Apple paid a billion for Gemini, then said its models hold not a drop of Google
Apple rebuilt Siri and Apple Intelligence on Google Gemini at WWDC, yet insists the result is pure Apple — and that careful wording exposes the real shift: stop building the best model, defend distribution and privacy instead.
Summary
At WWDC, Apple rebuilt Apple Intelligence and a new Siri on foundation models it calls “co-developed with Google.” Put plainly, the story Apple told for years about building its own AI is over. Before deciding, it evaluated proposals from OpenAI and Anthropic, then chose Google — reportedly paying around $1 billion a year, with the multi-year deal worth up to $5 billion.
But notice how Apple says it. Not “we use Gemini.” It says these are Apple Foundation Models, built with the help of Google’s technology through distillation and training, with the end result “pure Apple technology and code” — not a drop of Gemini inside. That convoluted phrasing is the most revealing part of the whole thing.
The move
WWDC 2026, June 8. The rebuilt Siri runs on iOS 27 and is essentially a full chatbot: web search, image generation, summarization, coding help, file analysis, multi-step commands. Architecturally, part of the model runs on-device and part runs through Private Cloud Compute, and Apple keeps repeating that user data stays under its control and that Google never touches user requests.
The money and the trade-off are out in the open. A multi-year contract, roughly $1 billion a year. Before signing, Apple weighed OpenAI and Anthropic and concluded that “Google’s technology provides the most capable foundation for Apple Foundation Models.” A company that built its identity on doing things in-house just handed the phrase “most capable foundation” to a rival.
The real motive
The stated reason is the best experience for users. The real motive is that Apple fell behind on frontier models, knows it can’t close the gap soon, and changed tactics: stop building the strongest model, buy it and distill it into your own shell, and defend the one layer you still hold firmly — devices, distribution, and privacy.

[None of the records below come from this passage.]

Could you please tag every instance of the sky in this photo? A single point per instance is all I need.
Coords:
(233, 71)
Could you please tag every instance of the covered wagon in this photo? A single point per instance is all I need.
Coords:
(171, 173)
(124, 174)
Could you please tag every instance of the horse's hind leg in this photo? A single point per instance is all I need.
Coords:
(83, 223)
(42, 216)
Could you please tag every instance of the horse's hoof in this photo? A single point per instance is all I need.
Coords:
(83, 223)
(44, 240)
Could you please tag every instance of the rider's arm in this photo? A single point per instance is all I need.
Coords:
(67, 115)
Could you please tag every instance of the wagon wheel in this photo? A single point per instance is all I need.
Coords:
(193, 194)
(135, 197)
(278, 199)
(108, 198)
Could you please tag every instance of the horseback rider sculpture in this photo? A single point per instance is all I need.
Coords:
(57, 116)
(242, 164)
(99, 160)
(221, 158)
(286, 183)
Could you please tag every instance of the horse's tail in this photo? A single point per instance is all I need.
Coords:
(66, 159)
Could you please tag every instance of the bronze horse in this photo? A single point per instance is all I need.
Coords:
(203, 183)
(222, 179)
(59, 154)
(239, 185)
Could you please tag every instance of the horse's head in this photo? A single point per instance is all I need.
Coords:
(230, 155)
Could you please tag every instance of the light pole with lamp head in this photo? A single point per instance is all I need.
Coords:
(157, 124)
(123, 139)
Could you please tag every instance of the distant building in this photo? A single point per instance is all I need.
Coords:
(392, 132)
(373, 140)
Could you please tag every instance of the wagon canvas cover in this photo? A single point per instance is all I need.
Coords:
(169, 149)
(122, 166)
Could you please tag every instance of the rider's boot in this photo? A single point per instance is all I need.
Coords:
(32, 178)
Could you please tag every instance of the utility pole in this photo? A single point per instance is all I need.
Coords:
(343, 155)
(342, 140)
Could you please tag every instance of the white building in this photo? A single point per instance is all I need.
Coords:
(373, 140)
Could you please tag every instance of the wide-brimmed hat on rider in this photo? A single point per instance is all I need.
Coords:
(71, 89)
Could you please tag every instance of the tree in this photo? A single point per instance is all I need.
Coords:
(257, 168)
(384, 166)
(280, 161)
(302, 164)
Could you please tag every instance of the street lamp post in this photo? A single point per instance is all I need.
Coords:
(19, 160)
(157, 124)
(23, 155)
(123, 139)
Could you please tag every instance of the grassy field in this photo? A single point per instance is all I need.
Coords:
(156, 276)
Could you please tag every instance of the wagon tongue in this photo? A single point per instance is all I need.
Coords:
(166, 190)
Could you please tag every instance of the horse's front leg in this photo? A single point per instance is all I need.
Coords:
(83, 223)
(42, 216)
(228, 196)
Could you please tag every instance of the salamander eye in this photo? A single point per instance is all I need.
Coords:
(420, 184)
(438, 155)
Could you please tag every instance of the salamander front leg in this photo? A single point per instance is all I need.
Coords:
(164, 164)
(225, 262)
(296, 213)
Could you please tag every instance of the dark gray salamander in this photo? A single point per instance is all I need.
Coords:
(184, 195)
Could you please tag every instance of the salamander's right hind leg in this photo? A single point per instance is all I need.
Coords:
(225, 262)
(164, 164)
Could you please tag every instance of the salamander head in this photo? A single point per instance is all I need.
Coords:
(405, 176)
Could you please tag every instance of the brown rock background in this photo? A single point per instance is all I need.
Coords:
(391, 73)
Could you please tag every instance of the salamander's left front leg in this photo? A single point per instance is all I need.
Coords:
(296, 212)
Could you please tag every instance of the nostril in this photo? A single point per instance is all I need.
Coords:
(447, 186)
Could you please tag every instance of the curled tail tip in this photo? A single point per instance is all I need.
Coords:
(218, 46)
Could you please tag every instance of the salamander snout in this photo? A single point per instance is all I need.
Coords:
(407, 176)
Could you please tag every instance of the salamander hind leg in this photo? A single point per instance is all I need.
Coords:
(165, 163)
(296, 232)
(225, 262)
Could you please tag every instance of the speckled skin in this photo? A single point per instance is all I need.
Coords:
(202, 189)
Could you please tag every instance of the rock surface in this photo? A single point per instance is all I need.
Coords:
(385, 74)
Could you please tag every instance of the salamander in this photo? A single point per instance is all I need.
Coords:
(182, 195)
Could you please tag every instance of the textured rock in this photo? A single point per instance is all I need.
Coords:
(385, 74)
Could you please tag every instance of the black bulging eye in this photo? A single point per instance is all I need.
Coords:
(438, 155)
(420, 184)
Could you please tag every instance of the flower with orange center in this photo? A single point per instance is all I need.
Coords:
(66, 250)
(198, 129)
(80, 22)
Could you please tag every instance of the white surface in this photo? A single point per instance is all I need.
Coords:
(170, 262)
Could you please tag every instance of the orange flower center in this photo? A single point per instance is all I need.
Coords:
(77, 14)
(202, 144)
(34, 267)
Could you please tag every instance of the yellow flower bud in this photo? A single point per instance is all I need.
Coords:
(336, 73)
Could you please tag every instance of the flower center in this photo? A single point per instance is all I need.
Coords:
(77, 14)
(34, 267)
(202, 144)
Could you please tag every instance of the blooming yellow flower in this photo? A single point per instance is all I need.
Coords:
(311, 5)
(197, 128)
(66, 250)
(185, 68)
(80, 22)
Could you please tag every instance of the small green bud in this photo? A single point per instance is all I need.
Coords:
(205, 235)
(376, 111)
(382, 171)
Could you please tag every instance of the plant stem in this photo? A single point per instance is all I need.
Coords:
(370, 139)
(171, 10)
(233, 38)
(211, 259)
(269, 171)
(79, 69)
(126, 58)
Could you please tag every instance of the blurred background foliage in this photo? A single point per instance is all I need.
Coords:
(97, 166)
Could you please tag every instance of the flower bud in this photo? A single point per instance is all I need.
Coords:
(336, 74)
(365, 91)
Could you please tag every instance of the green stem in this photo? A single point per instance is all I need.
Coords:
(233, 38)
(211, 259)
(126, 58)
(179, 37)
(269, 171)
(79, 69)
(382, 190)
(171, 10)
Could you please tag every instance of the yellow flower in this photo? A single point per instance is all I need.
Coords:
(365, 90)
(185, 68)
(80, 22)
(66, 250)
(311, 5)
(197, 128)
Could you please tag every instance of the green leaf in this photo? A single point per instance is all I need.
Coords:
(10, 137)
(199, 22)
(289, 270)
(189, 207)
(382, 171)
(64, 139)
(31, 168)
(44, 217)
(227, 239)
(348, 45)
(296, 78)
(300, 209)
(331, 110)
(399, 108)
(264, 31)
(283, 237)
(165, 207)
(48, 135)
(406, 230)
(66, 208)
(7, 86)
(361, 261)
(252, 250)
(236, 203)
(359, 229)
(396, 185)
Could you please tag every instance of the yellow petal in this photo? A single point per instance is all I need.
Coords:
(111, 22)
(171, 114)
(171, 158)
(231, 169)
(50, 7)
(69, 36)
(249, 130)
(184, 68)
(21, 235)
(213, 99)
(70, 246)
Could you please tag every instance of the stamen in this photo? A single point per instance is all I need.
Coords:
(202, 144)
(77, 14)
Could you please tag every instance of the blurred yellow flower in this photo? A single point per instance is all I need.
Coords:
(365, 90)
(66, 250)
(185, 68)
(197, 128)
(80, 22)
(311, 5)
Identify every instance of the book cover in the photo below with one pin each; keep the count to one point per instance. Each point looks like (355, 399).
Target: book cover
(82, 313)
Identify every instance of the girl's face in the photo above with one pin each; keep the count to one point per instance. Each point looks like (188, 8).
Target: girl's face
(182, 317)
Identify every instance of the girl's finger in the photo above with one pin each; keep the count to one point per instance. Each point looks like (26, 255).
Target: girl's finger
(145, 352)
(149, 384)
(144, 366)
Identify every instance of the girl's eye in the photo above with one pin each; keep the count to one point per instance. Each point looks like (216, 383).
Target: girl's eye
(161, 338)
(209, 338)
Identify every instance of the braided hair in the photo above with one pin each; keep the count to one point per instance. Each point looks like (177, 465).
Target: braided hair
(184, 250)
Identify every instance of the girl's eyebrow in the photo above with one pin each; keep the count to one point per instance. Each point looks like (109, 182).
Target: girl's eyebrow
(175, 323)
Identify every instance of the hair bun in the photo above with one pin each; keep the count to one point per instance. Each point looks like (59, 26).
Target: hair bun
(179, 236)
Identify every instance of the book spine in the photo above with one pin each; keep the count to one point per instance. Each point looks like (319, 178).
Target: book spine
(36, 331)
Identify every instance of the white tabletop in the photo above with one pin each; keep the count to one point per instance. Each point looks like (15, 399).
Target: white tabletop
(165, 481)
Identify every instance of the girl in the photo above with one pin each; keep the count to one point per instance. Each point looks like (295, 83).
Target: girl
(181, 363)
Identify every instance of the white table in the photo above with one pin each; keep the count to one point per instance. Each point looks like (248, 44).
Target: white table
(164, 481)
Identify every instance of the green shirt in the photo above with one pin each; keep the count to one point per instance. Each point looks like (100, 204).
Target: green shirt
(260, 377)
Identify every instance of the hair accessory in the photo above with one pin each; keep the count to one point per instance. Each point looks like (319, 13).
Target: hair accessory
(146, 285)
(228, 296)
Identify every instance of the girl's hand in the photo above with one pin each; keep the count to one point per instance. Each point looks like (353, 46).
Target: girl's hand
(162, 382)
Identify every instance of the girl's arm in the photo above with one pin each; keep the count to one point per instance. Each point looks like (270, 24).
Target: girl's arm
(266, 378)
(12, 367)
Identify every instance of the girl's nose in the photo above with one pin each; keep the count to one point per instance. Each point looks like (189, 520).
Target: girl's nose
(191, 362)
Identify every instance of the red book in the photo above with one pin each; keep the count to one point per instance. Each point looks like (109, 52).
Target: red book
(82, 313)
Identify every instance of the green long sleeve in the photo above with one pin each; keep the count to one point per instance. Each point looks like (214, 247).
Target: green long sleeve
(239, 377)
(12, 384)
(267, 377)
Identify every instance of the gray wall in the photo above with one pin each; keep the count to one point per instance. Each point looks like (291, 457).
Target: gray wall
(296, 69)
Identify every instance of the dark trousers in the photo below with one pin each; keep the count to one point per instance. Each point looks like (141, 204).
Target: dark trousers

“Not a drop of Gemini” is not a technical claim. It’s a political one. It has to reassure three audiences at once: privacy-minded users, whose data never leaves Apple; investors worried about dependence on Google, since the ownership is Apple’s; and Apple’s own engineering culture, which needs to hear that it didn’t surrender, it just borrowed muscle. When a company needs phrasing this contorted to describe a deal, the deal has touched a nerve about who it is.
Who is threatened
The most direct loser is OpenAI. What it lost is Apple as the largest distribution channel there is — the default assistant on billions of devices, and it didn’t get it. Anthropic is out too. Both got stamped with “evaluated, not chosen.”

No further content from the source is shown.